Cerca de 3,2 milhões de pessoas foram chamadas às urnas para responder a um referendo à Oitava Emenda da Constituição irlandesa, cuja revogação pode resultar numa nova lei para legalizar o aborto. Os boletins de voto permitiam escolher entre a aprovação ou não da proposta de alteração da Constituição, que substituirá o artigo 40.3.3° pela frase: “Pode ser feita provisão por lei para a regulamentação da interrupção da gravidez”.

A Irlanda é o país com leis mais apertadas da União Europeia sobre a interrupção voluntária da gravidez: o aborto é proibido no país e a prática dele pode resultar  numa sentença de 14 anos de prisão para a mulher e para o profissional de saúde que a ajude no procedimento. A aprovação da proposta de alteração possibilita o aborto até às 12 semanas de gravidez em qualquer situação. Depois desse tempo de gestação, o aborto só seria possível em duas situações: se a vida do bebé ou da mãe estiverem em risco ou se o feto tiver uma anomalia que o possa condenar à morte em alguma altura durante a gestação ou logo depois do nascimento.

Uma sondagem do Irish Times com a Ipsos previa que 44 em cada 100 eleitores fossem votar a favor do aborto e que 32% votassem contra a proposta de alteração da Constituição. A margem de diferença era muito curta, por isso a decisão terá sido dos 24% dos eleitores que se diziam indecisos ou que não iam exercer o direito ao voto.

A consulta pública foi precedida por uma campanha dura e amarga, na qual as divisões entre as populações rurais e as populações urbanas e entre as camadas mais novas e mais velhas da sociedade irlandesa foram intensas. De acordo com o Conselho Nacional da Juventude, para esta consulta registaram-se para votar cerca 125 mil novos eleitores, mais do dobro do número verificado em 2015 a propósito do referendo sobre o casamento homossexual, quando foram acrescentados mais perto de 66 mil eleitores aos cadernos eleitorais.

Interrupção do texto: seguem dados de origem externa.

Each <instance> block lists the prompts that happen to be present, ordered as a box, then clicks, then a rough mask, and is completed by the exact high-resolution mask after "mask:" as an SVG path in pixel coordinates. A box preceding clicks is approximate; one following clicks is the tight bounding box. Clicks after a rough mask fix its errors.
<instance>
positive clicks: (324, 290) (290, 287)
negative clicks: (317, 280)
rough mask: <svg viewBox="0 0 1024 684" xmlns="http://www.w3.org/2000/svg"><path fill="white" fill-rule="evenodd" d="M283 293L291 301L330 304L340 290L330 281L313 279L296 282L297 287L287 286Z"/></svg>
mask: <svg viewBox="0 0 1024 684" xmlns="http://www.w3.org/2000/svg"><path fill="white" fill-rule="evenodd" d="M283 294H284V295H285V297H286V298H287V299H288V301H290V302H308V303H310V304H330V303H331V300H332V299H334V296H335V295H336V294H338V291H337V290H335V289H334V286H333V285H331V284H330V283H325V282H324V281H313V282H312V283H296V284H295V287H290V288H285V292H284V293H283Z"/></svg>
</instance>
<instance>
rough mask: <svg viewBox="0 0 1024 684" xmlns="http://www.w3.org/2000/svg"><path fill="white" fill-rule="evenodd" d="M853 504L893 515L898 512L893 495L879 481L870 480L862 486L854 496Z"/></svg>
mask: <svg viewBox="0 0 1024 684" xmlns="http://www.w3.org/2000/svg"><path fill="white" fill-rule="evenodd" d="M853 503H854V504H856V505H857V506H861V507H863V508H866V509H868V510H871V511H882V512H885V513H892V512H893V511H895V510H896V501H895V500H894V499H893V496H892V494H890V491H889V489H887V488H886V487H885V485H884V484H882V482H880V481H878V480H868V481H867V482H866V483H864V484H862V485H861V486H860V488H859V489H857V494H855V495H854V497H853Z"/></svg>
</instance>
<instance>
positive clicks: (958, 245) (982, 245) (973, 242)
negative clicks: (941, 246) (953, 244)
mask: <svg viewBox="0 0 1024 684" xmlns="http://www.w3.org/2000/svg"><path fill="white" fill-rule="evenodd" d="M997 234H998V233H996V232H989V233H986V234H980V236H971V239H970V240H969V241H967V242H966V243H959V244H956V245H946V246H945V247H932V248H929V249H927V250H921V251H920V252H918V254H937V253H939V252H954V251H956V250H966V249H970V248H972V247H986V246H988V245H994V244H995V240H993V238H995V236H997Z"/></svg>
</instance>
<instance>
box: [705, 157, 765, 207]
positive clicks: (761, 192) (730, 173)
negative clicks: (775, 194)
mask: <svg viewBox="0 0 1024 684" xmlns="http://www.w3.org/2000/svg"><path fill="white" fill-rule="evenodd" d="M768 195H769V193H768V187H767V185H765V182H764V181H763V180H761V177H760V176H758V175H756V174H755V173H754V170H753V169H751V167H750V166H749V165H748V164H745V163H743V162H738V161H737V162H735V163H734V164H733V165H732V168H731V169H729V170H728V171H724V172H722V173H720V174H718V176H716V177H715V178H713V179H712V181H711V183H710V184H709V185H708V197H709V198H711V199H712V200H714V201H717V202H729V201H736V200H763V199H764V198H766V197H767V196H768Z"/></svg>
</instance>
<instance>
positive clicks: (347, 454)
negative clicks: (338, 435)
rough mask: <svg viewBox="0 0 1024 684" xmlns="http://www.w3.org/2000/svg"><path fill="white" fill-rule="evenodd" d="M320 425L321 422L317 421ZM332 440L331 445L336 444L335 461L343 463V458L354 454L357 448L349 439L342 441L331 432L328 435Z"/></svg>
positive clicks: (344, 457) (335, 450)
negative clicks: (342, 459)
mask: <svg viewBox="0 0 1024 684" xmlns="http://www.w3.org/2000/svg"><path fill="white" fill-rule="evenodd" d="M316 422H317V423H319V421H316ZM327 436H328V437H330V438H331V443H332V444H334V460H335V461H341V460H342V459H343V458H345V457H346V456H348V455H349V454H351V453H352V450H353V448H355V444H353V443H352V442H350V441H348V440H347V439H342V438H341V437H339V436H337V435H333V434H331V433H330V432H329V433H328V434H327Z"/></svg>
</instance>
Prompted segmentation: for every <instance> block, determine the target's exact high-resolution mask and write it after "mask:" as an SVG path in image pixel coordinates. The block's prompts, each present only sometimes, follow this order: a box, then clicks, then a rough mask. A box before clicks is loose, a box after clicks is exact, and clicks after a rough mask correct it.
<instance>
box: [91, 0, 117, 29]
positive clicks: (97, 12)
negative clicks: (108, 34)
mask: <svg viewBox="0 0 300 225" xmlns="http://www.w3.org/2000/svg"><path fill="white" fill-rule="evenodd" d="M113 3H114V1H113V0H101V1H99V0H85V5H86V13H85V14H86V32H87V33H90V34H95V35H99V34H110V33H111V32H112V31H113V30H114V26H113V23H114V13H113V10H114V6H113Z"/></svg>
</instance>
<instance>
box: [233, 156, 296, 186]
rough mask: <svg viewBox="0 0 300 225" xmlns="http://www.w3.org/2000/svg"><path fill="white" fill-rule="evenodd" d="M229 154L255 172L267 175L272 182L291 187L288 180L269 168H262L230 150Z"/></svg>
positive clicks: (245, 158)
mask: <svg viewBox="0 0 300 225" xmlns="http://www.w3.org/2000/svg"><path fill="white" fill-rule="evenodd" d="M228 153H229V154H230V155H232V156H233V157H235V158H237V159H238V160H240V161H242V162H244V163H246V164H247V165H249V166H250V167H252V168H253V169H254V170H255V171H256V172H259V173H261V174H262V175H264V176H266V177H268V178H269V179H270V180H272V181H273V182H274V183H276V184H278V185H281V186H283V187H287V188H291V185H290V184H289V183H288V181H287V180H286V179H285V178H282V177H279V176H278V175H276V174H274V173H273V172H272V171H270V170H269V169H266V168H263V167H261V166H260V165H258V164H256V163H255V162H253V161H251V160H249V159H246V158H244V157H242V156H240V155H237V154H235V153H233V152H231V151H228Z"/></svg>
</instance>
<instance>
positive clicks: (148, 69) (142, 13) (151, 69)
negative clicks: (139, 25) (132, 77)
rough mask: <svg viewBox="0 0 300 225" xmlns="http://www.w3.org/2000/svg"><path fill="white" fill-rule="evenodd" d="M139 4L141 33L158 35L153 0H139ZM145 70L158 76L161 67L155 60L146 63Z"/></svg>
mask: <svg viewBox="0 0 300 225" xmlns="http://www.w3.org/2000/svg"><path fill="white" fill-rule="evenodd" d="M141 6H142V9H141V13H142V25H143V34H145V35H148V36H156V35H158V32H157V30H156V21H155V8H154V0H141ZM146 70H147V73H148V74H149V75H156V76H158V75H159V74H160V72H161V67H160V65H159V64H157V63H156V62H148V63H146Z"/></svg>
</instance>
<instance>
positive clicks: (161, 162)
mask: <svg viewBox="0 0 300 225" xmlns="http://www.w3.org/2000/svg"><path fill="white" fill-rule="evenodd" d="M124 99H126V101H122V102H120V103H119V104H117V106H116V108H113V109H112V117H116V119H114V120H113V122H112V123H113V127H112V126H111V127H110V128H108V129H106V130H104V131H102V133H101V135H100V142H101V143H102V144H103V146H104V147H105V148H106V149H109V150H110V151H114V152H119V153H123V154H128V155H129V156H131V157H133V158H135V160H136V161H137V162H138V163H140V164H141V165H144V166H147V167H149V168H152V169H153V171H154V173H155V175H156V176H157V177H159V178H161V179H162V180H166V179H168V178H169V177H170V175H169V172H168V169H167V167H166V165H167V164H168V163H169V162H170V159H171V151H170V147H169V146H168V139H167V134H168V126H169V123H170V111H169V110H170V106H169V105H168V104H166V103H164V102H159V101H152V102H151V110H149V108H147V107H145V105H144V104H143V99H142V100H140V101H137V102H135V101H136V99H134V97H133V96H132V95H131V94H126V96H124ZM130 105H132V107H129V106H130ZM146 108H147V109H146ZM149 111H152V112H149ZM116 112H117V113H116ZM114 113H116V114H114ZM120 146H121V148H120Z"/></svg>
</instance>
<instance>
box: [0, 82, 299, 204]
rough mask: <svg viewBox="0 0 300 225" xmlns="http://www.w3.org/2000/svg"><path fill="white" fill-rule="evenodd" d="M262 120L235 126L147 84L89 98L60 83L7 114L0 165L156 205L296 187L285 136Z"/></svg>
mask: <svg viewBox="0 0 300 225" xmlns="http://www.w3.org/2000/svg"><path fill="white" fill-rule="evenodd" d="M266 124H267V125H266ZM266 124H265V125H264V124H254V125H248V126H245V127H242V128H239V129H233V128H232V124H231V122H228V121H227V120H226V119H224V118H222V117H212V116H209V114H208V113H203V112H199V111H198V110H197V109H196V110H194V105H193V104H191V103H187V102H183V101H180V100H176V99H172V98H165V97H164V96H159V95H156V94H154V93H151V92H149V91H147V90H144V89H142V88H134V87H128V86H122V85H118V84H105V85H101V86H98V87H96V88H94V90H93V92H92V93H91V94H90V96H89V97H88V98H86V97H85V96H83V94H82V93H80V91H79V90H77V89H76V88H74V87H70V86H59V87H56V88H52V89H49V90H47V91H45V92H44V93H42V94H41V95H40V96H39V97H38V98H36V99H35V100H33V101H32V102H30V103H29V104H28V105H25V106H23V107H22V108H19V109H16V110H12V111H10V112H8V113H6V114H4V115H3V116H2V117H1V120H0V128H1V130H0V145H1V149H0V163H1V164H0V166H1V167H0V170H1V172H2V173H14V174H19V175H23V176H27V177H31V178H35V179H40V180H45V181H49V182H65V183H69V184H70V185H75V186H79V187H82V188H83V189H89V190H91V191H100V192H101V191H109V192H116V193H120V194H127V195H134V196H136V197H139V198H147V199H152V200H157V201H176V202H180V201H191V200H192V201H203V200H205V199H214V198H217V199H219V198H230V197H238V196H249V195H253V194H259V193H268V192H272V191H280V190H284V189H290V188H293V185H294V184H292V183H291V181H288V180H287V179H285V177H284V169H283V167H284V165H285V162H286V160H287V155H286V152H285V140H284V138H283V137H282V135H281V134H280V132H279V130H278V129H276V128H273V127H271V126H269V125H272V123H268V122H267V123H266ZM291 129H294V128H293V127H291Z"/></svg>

Esta consulta pública acontece a três meses de uma visita do papa Francisco, que estará naquele país por ocasião do 9.º Encontro Mundial das Famílias (a decorrer em Dublin entre 21 e 26 de agosto), e três anos depois de uma nova legislação, que também foi submetida a referendo, para o casamento de pessoas do mesmo sexo, situação que causou um terramoto cultural neste país com 4,7 milhões de habitantes e com uma forte tradição católica.

Estas projeções também estão a ser interpretadas como um reflexo do declínio da influência da Igreja Católica irlandesa, que tem enfrentado as mudanças económicas e sociais registadas naquele país, mas também devido aos escândalos relacionados com casos de pedofilia envolvendo padres.